Student (I’m not sure)
AG: On making all things equal
“The storm has come/the empty shell of a snail” – (relating again to that “Am-I-a-man-dreaming-I-am-a-butterfly-or-a-butterfly-dreaming-I-am-a-man?”)
“Arise, arise/and be my companion/sleeping butterfly”
or – “I will ask/concerning the haiku of China/this fluttering butterfly”

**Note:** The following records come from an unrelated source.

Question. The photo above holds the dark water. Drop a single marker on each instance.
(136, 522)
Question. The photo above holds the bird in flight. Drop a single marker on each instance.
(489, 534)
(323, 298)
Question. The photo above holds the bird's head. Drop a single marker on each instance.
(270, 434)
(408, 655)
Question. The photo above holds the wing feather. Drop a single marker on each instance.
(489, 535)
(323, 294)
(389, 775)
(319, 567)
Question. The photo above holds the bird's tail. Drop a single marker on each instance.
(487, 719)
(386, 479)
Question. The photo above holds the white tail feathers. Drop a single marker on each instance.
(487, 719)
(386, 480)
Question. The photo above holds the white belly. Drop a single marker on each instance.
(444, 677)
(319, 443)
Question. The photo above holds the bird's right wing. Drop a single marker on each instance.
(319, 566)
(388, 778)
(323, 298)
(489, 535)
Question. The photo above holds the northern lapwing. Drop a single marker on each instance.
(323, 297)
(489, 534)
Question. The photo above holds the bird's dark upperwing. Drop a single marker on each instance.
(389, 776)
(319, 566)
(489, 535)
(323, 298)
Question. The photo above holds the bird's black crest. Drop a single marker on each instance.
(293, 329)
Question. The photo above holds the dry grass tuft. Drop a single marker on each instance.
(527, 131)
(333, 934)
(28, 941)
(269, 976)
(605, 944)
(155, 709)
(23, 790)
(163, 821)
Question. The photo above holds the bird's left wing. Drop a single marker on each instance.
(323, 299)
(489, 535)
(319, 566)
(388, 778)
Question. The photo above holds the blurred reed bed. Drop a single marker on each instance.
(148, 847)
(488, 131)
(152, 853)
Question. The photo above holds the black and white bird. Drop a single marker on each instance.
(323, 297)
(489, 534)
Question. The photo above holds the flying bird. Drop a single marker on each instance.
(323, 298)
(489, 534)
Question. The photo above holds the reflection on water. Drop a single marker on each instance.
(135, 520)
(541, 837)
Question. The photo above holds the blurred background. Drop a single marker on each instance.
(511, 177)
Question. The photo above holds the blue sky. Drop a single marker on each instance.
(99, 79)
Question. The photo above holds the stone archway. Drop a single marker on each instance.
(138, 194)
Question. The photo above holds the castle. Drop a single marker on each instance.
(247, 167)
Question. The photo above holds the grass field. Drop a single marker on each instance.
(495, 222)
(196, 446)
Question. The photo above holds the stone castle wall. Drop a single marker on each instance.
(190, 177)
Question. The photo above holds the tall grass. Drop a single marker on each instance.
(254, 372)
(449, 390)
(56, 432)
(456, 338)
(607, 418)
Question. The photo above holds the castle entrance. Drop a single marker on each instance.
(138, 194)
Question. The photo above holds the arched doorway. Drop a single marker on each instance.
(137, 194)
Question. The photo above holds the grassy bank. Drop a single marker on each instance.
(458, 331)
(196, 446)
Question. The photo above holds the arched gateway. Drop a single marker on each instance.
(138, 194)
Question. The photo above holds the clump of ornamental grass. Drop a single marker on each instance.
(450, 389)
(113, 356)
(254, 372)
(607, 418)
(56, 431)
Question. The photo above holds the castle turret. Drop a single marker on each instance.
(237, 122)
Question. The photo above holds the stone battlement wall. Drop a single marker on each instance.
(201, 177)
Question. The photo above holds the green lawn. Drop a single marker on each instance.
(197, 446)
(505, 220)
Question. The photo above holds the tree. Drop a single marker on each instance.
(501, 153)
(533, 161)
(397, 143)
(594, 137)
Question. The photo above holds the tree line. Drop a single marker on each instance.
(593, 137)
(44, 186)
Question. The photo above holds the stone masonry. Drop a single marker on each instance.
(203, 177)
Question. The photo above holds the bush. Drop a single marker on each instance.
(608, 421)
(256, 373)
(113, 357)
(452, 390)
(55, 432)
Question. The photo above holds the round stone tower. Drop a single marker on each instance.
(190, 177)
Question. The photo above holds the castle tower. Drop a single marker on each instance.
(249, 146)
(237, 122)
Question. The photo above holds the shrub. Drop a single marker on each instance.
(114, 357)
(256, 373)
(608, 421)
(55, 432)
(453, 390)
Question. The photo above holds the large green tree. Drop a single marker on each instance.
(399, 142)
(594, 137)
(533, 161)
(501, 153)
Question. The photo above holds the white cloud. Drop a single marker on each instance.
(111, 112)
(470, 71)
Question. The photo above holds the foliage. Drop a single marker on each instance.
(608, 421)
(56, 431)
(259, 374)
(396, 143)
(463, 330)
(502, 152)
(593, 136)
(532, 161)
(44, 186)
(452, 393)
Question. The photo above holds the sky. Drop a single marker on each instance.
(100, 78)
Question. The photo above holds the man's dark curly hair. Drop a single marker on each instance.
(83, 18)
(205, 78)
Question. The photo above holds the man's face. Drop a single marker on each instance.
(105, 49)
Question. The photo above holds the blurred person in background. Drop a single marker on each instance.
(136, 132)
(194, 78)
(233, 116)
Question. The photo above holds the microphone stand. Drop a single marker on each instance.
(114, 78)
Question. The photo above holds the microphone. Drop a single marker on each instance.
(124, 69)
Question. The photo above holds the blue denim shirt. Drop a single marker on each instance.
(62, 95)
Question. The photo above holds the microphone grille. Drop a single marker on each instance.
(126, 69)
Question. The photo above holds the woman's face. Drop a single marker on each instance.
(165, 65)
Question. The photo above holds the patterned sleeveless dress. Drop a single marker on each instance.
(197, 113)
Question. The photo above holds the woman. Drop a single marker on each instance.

“You are the butterfly/and I the dreaming heart of Zhuangzi” –
So, a little reference back to Chinese poetry here, since there’s a few excellent specimens that have minute particulars, or concrete images, and that lead into haiku
A Life of Seclusion in Late Autumn
I live in a withdrawn, out of the way place
Not many people come and visit me.
I put on my clothes and sit quietly.
I nourish my peace of mind.
I don’t sweep the autumn garden.
With a staff of wisteria in my hand,
I slowly walk over the yellow palonia leaves.